Cette qualité du regard porté sur Marco est d’autant moins anodine qu’Any Day Now s’ouvre et se ferme sur une image de lui. Voilà qui confirme que les questions autour de l’homosexualité (acceptation par la société, a fortiori dans les années 1970 – 80 ; droit à l’adoption) ne sont pas les motivations centrales du film — qu’elles seraient plutôt des corollaires du propos plus universel qui est le sien. Rudy, Paul et Marco existent en tant que personnages, mais aussi par leur appartenance à deux catégories humaines marginalisées. Any Day Now souligne (jusqu’à sa fin, un peu lourdement accusatrice) l’ambiguïté de la réaction sociale à la demande du couple : procureur et juges affirment s’inquiéter pour le bien-être de l’enfant, or celui-ci n’est pour eux qu’un nom sur des documents — ce qui, dès lors, éclaire l’intolérance sociale au-delà du domaine de la sexualité pour suggérer un regard biaisé sur l’altérité en général. Ainsi la présence de Marco permet-elle au film de ne pas se laisser centraliser sur le cas spécifique de Rudy et Paul pour donner une autre portée au débat.

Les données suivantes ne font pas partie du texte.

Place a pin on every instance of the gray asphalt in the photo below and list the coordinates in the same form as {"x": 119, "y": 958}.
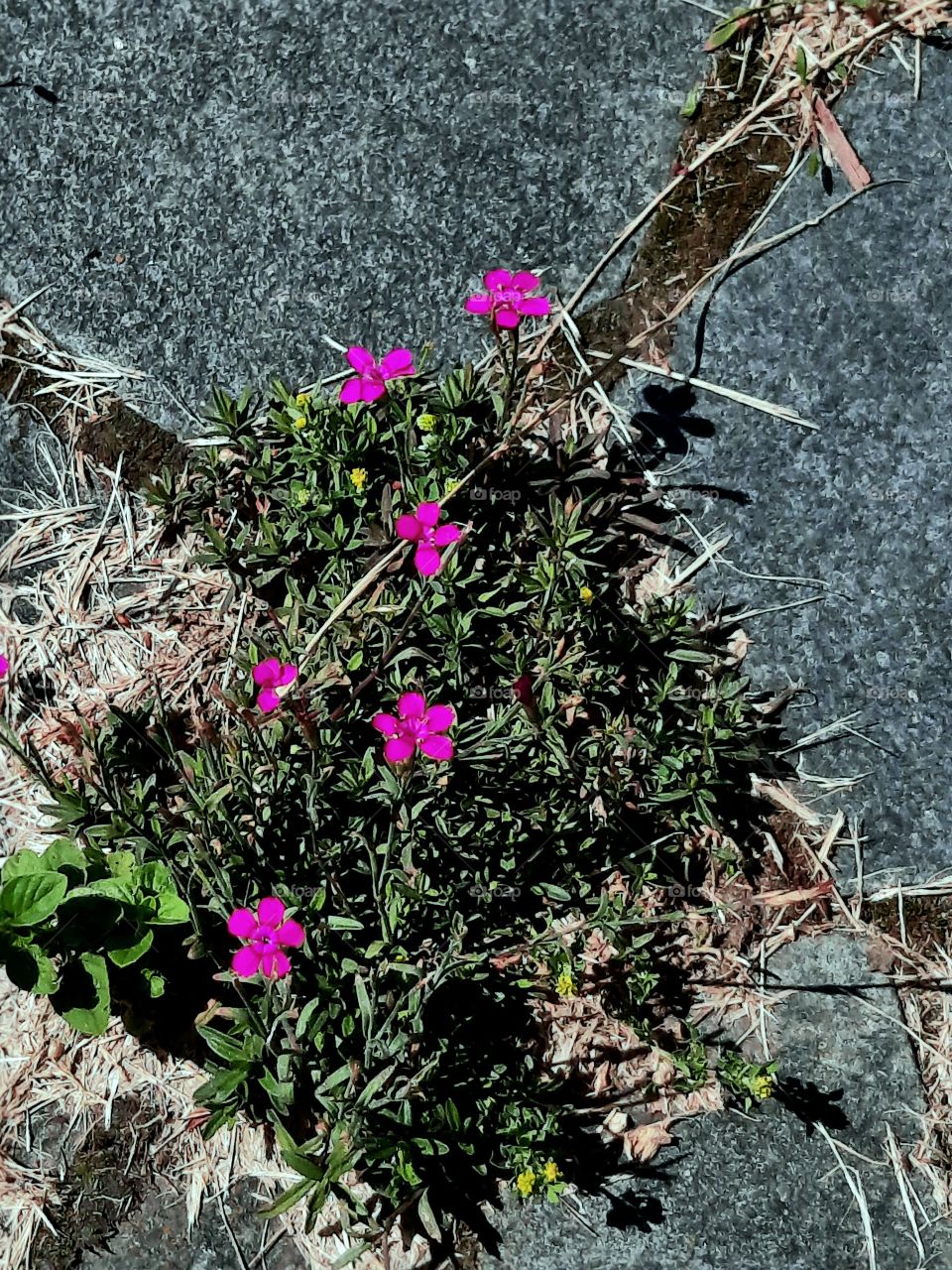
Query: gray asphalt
{"x": 217, "y": 189}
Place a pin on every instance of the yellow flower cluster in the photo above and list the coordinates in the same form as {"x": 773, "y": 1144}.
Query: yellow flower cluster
{"x": 565, "y": 984}
{"x": 526, "y": 1183}
{"x": 762, "y": 1086}
{"x": 527, "y": 1179}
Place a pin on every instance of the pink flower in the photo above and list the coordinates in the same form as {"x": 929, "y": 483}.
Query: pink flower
{"x": 271, "y": 675}
{"x": 267, "y": 933}
{"x": 507, "y": 299}
{"x": 421, "y": 529}
{"x": 372, "y": 376}
{"x": 416, "y": 728}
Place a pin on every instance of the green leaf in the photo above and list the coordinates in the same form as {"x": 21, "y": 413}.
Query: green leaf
{"x": 131, "y": 952}
{"x": 32, "y": 898}
{"x": 426, "y": 1216}
{"x": 721, "y": 35}
{"x": 32, "y": 970}
{"x": 223, "y": 1083}
{"x": 286, "y": 1201}
{"x": 692, "y": 102}
{"x": 171, "y": 912}
{"x": 63, "y": 853}
{"x": 21, "y": 864}
{"x": 344, "y": 924}
{"x": 82, "y": 996}
{"x": 225, "y": 1047}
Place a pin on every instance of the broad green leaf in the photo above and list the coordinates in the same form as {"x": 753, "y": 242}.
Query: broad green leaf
{"x": 32, "y": 970}
{"x": 134, "y": 952}
{"x": 31, "y": 898}
{"x": 82, "y": 996}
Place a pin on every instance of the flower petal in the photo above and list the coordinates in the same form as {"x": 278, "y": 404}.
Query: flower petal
{"x": 525, "y": 281}
{"x": 268, "y": 699}
{"x": 398, "y": 362}
{"x": 243, "y": 924}
{"x": 428, "y": 515}
{"x": 246, "y": 962}
{"x": 412, "y": 705}
{"x": 498, "y": 278}
{"x": 445, "y": 534}
{"x": 399, "y": 748}
{"x": 371, "y": 388}
{"x": 291, "y": 934}
{"x": 436, "y": 747}
{"x": 506, "y": 317}
{"x": 275, "y": 964}
{"x": 535, "y": 307}
{"x": 408, "y": 527}
{"x": 426, "y": 561}
{"x": 439, "y": 717}
{"x": 350, "y": 391}
{"x": 271, "y": 912}
{"x": 361, "y": 358}
{"x": 267, "y": 672}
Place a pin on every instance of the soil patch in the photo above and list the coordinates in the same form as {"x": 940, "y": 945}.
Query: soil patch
{"x": 105, "y": 1182}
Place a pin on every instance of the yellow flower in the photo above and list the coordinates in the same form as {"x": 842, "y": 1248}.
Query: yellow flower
{"x": 762, "y": 1086}
{"x": 526, "y": 1183}
{"x": 565, "y": 984}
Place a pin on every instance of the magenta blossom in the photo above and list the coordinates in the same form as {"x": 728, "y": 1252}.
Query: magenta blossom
{"x": 271, "y": 675}
{"x": 371, "y": 381}
{"x": 421, "y": 529}
{"x": 416, "y": 728}
{"x": 507, "y": 299}
{"x": 268, "y": 933}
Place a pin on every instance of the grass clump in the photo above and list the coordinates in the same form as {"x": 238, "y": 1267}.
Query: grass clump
{"x": 571, "y": 746}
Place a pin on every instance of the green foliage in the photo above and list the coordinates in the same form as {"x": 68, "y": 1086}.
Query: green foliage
{"x": 68, "y": 915}
{"x": 442, "y": 901}
{"x": 752, "y": 1082}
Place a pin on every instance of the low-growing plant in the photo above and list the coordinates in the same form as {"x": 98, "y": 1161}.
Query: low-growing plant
{"x": 458, "y": 725}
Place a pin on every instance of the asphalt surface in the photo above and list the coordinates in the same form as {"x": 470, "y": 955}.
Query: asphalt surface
{"x": 214, "y": 190}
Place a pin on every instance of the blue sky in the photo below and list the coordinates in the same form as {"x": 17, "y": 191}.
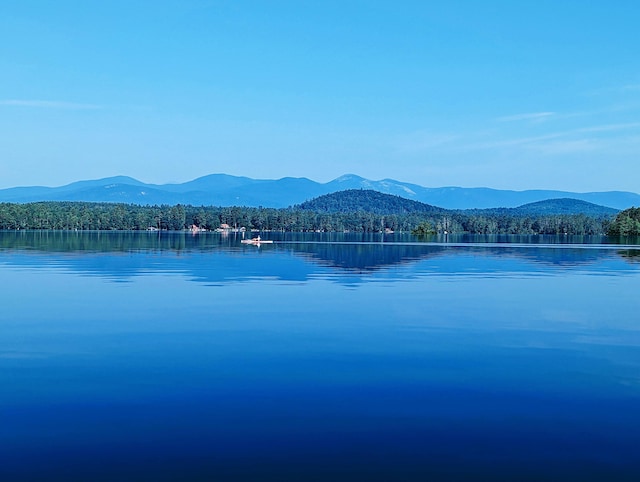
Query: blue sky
{"x": 504, "y": 94}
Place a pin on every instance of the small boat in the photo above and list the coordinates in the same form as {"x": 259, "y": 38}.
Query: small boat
{"x": 256, "y": 241}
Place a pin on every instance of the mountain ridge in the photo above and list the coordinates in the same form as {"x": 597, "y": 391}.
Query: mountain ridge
{"x": 227, "y": 190}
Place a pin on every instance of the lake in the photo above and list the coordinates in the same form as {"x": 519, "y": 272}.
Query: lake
{"x": 171, "y": 356}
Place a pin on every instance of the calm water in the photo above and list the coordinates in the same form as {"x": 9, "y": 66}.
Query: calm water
{"x": 177, "y": 357}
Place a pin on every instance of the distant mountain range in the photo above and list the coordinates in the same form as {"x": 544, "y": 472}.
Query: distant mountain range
{"x": 226, "y": 190}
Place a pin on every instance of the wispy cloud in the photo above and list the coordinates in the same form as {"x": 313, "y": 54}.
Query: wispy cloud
{"x": 48, "y": 104}
{"x": 533, "y": 116}
{"x": 569, "y": 140}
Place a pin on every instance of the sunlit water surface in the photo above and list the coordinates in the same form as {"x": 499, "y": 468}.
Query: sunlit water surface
{"x": 168, "y": 356}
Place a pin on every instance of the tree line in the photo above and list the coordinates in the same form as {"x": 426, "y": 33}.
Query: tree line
{"x": 109, "y": 216}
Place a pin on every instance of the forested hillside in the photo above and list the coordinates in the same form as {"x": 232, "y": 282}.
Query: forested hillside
{"x": 626, "y": 223}
{"x": 108, "y": 216}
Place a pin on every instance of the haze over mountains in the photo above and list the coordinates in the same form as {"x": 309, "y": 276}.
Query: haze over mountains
{"x": 226, "y": 190}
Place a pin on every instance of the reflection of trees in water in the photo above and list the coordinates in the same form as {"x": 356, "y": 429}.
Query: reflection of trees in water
{"x": 631, "y": 255}
{"x": 369, "y": 257}
{"x": 113, "y": 241}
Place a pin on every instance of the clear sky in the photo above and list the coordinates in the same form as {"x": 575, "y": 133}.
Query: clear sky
{"x": 512, "y": 94}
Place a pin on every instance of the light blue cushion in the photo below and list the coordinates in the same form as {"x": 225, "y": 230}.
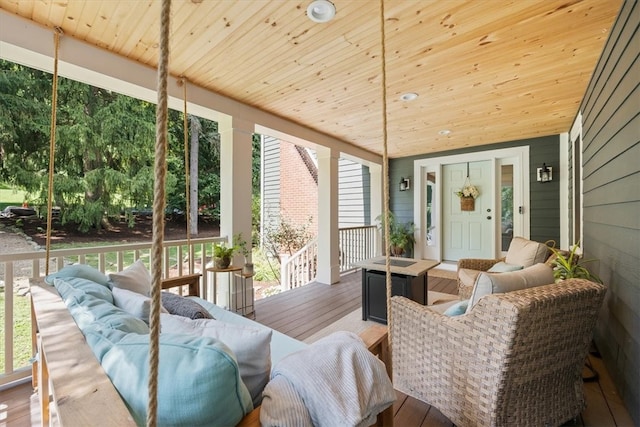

C’est la part la plus ambiguë de la démarche du scénario, où la particularité d’un personnage sert de levier à un propos : l’enfant n’eût-il pas été handicapé, la démonstration (puisqu’il y en a bien une) n’aurait pas été si appuyée. Mais où, dans ce cas, situer la limite entre la mise en évidence et la grosse ficelle ? En tout cas, cela ne contredit pas la caractère salutaire du questionnement du regard entrepris par Any Day Now, au-delà de son rapport à l’actualité.